Article Directory
- foreword
- 1. Download the original dataset VQA 2.0
- 2. Download the preprocessed data
- 3. Preparation
- Four, model articles
- Five, train articles
- Summarize
- Use of VQA related github code: [KaihuaTang/VQA2.0-Recent-Approachs-2018.pytorch](https://github.com/KaihuaTang/VQA2.0-Recent-Approachs-2018.pytorch)
foreword
This article records the whole process of my first research on the VQA 2.0 dataset.
In the process, I would like to thank a certain blogger for his guidance, which helped me a lot. Grateful!
What is VQA
VQA任务就是给定一张图片和一个问题,模型要根据给定的输入来进行回答。
Obviously, there are two inputs (image and question) for the VQA task. How to extract the feature of the image will not be described here. CNN can be used to extract features. CNN can choose backbone networks such as Resnet and VGG (removing pooling and fc layer).

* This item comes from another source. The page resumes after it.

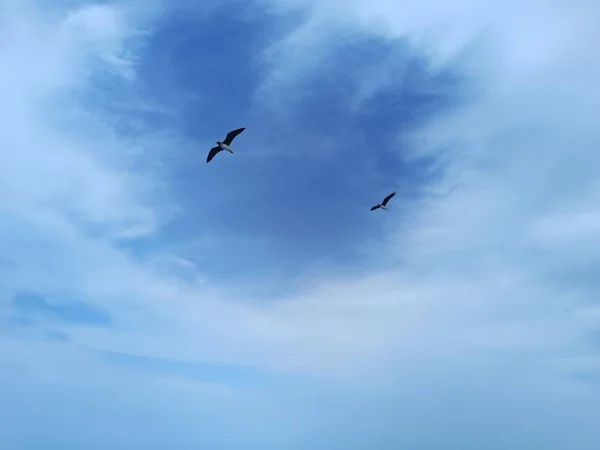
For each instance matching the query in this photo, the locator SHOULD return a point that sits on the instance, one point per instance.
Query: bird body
(383, 204)
(225, 145)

As for how to extract the features of the question, the general method is that since the question itself is a text, it needs to be converted into the corresponding vector form , because the model does not understand the text, so first convert each word into a corresponding vector , simple The best way is to use one-hot encoding. Of course, you first need to create a dictionary (including all possible words in your task) one-hot encoding. For example:
初始有一个词典:['a','is','he','boy','she','dog','school','man','woman','king','queen']
The word that appears can be represented by one-hot encoding, such as 'he'->[0, 0, 1, 0, 0, 0, 0, 0, 0, 0, 0], the obvious disadvantage is When the dictionary is very large, one-hot encoding will be particularly sparse,
At this time, other encoding methods are generally used. For example, you can use pre-trained glove vectors
When we convert words into corresponding vectors , we need to send the corresponding vectors of the whole sentence to RNN to extract corresponding text features . For RNN, we usually choose LSTM or GRU (we need to explain LSTM and GRU, we can for another time).
After obtaining the features of the image and question, it can be trained through the model . The training method can use the form of multi-label classification, so its loss is also a multi-label loss, and cross-entropy loss can also be used .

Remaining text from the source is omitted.